Die Bedingungen für einen tatsächlichen Waffenstillstand müssten rasch hergestellt werden, um humanitäre Hilfe leisten und Gefangene austauschen zu können. Russland habe zugesagt, den hierfür notwendigen Einfluss auf die Separatisten auszuüben.

Die sogenannte Kontaktgruppe aus OSZE, Vertretern der Regierungen Russlands, der Ukraine und prorussischen Separatisten müsse schnellstmöglich zusammenkommen. In Arbeitsgruppen sollten dann konkrete weitere Schritte vereinbart werden.

Nach dem Aufflammen neuer Kämpfe in der vergangenen Woche hatte Steinmeier eine "bedrohliche Lage" in der Ostukraine konstatiert. Auf Wunsch der Ukraine und Russlands hatte er deshalb seine Amtskollegen Laurent Fabius, Sergej Lawrow und Pawlo Klimkin nach Berlin eingeladen, um erneut Wege zu einer politische Lösung zu suchen. Im Vorfeld des Treffens hatten Außenminister Frank-Walter Steinmeier und Bundeskanzlerin Angela Merkel alle Konfliktparteien zu Kompromissbereitschaft aufgerufen. Zentrales Ziel bleibt die Umsetzung des Minsker Abkommens.

Der Eskalation entgegenwirken

Der deutsche Außenminister mahnte die Dringlichkeit einer Waffenruhe an: "Den Preis dafür, dass es keine Umsetzung der Minsker Vereinbarung gibt, zahlen die Menschen in der Region: Diejenigen, die dort täglich sterben, verletzt werden und unter mangelnder Versorgung leiden." Nicht nur die Menschen litten, auch die Wirtschaft in der Ukraine und in Russland werde erheblich beeinträchtigt. "Das ist ein Zustand, der so nicht anhalten kann", bekräftigte Steinmeier.

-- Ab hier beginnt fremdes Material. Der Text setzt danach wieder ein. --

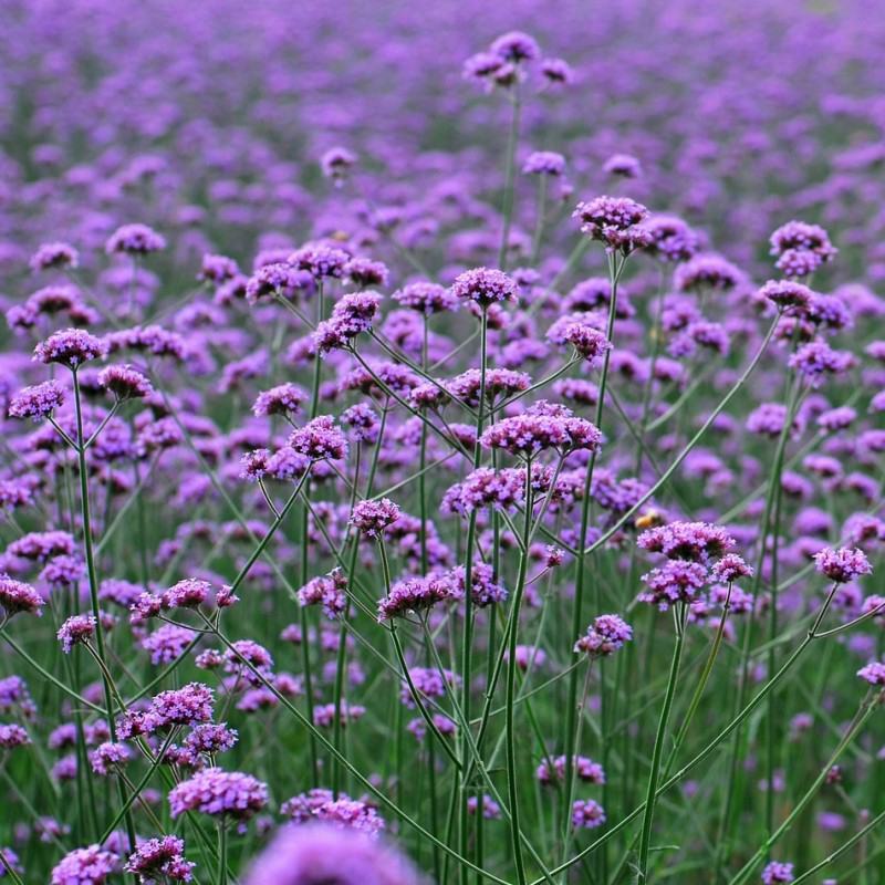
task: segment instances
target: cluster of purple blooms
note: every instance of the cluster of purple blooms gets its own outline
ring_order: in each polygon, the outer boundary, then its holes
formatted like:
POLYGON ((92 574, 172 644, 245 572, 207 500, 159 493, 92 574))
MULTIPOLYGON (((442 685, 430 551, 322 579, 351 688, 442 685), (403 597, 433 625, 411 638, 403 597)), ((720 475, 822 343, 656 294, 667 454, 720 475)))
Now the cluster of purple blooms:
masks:
POLYGON ((881 22, 528 3, 575 66, 506 31, 465 84, 462 4, 219 2, 0 48, 0 878, 596 875, 674 771, 641 881, 792 882, 749 846, 801 802, 844 861, 874 725, 820 795, 794 760, 885 691, 881 22))

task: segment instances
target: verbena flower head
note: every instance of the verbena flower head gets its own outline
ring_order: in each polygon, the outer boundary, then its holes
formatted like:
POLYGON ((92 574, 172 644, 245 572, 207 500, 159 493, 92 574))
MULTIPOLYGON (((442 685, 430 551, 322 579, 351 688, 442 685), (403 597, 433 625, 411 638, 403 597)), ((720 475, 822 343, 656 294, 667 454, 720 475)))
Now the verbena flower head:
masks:
POLYGON ((90 360, 98 360, 107 352, 107 345, 83 329, 65 329, 53 332, 34 347, 34 360, 41 363, 60 363, 67 368, 77 368, 90 360))
POLYGON ((21 613, 40 615, 44 604, 43 597, 30 584, 0 575, 0 608, 6 617, 21 613))
POLYGON ((261 299, 281 295, 292 298, 296 292, 310 290, 313 277, 308 270, 284 262, 264 264, 246 283, 246 301, 256 304, 261 299))
POLYGON ((509 62, 534 61, 541 54, 538 41, 523 31, 508 31, 496 38, 489 50, 509 62))
POLYGON ((769 280, 760 290, 759 296, 778 308, 804 308, 812 298, 812 291, 793 280, 769 280))
POLYGON ((810 341, 796 350, 788 361, 812 385, 816 387, 824 375, 843 375, 855 365, 854 354, 834 351, 825 341, 810 341))
POLYGON ((372 329, 381 304, 377 292, 348 292, 332 309, 332 316, 316 326, 313 341, 320 353, 346 346, 361 332, 372 329))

"Es geht jetzt vor allem darum, eine weitere Verschärfung der militärischen Auseinandersetzungen und dann auch eine erneute politische Eskalation zwischen Kiew und Moskau zu verhindern. Das ist jede Anstrengung wert", hatte der Minister im Vorfeld der gestrigen Begegnung erklärt.

Im Zentrum: das Minsker Abkommen

"Obwohl die Lage sehr schwierig ist, finde ich es richtig, dass sich die vier Außenminister treffen", hatte Bundeskanzlerin Angela Merkel am Rande ihres Treffens mit dem aserbaidschanischen Präsidenten Aliyev in Berlin erklärt. Ziel sei auch zu überlegen: "Gibt es Fortschritte bei einer Vorbereitung eines eventuellen Vierer-Gipfels dann auch in Astana?" Diesbezüglich warnte die Kanzlerin: "Wir wollen nicht wieder ein Treffen auf der Ebene der Präsidenten, das zum Schluss keine Ergebnisse bringt."

Schließlich habe sich in den letzten Tagen herausgestellt, "dass der Waffenstillstand brüchiger und brüchiger wird und dass wir uns im Augenblick eher von dem Minsker Abkommen entfernen, als dass wir uns auf das Minsker Abkommen zubewegen." Dieses sei jedoch "nach wie vor die Grundlage der Gespräche", betonte Merkel. Bislang hätten sich sowohl die Ukraine als auch Russland immer zum Minsker Abkommen bekannt. "Ich hoffe, dass das auch so bleibt."

Am 6. Juni 2014 traf sich Bundeskanzlerin Angela Merkel mit Wladimir Putin, Petro Poroschenko und François Hollande am Rande des Weltkriegs-Gedenkens in der Normandie. Es war die erste Begegnung der Staatschefs Russlands und der Ukraine seit Beginn der Krise. Seither werden die Treffen mit Beteiligten der vier Länder "Normandie-Format" genannt. Ein weiteres Treffen der Staats- und Regierungschefs in Astana, der Hauptstadt Kasachstans, hängt von Verhandlungsfortschritten ab.

Gefährliche Zuspitzung

Regierungssprecher Steffen Seibert hatte am Mittwoch bekräftigt, die Bemühungen der Bundesregierung gingen unermüdlich weiter, zu diplomatischen Lösungen beizutragen. Man verfolge in Berlin mit großer Sorge, wie sich die Kampfhandlungen rund um den Flughafen von Donezk verschärften. "Dafür tragen die Separatisten durch ihren Versuch Ende vergangener Woche, diesen Flughafen einzunehmen, eine besondere Verantwortung - entgegen der vereinbarten Waffenruhe", stellte Seibert klar und appellierte an alle Konfliktparteien, die vereinbarte Feuerpause zu respektieren.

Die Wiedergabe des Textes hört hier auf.